The inclusive hiring efforts have begun to pay off; in 2020, roughly one-third of new hires were from underrepresented races and ethnicities (defined by Pinterest as Black, Latinx and Indigenous people). Ten percent of those new hires were in the engineering department.
Last December, Pinterest formed the Inclusive Advisory Council in partnership with the NAACP. The group is intended to "bring influential voices together to guide the company on its journey to foster a culture where all can thrive and are valued for their unique perspectives," according to a news release.
"The first topic we talked to that group about was our inclusive product initiatives and how we're working in that space," Deputy said. The company's user-facing diversity initiatives have included efforts to diminish bias in algorithms and efforts to block hateful terms.
Keeping the Pinployee culture alive
Beyond diversity and mental health initiatives intended to continuously improve upon company culture, employees also have activities that are just for fun — a way to showcase their creativity and passion for colleagues.

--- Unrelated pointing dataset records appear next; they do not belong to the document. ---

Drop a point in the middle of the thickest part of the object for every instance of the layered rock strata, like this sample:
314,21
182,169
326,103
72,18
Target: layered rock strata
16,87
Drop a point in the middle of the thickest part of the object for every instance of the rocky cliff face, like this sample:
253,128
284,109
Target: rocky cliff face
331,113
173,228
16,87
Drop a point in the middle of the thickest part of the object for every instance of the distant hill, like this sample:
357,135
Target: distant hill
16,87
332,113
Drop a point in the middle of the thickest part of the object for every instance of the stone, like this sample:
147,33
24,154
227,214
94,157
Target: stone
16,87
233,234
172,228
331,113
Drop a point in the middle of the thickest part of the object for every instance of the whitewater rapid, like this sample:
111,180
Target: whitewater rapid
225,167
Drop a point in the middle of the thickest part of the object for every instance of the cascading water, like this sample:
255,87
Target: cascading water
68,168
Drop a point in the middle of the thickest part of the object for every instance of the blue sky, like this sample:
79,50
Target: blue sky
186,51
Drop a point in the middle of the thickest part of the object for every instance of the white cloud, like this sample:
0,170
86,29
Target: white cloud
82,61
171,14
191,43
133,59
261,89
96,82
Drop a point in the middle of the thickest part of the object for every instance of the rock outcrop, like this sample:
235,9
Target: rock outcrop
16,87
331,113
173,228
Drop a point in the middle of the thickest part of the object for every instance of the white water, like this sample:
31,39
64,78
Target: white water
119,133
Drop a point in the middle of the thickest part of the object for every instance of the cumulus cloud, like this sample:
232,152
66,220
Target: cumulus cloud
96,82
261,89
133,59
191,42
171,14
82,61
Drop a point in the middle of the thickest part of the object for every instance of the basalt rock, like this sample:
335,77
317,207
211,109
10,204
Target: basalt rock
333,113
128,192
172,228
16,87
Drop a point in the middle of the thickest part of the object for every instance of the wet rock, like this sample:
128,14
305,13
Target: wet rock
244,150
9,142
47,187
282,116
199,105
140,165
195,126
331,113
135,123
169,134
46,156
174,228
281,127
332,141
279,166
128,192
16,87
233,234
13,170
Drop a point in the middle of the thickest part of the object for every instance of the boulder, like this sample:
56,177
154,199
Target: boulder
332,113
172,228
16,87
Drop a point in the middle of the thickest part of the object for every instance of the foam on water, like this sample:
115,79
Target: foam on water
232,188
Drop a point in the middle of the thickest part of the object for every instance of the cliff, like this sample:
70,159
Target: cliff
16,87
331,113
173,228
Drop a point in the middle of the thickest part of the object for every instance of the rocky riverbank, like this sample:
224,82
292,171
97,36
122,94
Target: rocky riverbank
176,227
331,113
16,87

PinCuisine, the company's culinary team, has created holiday picnics. "In the summer, you could sign up and get a picnic basket delivered and it had goodies in an icebox," Deputy said. "It sort of creates this connection to the fun stuff that you would do in the summertime."
During an annual, company-wide celebration called Knit Con, employees spend two days putting work aside to teach each other an endless variety of skills, from pasta making and watercolor painting to disaster preparedness and speaking Russian. This past Knit Con, one employee, a former fighter pilot, taught colleagues how to land a plane on an aircraft carrier — virtually. The event aims to help employees from across the globe connect and inspires them to try new things.
"We're really doubling down on our position of being a safe and positive environment," Deputy said. "And so we need to do that with our own people as well as doing that on the site for pinners."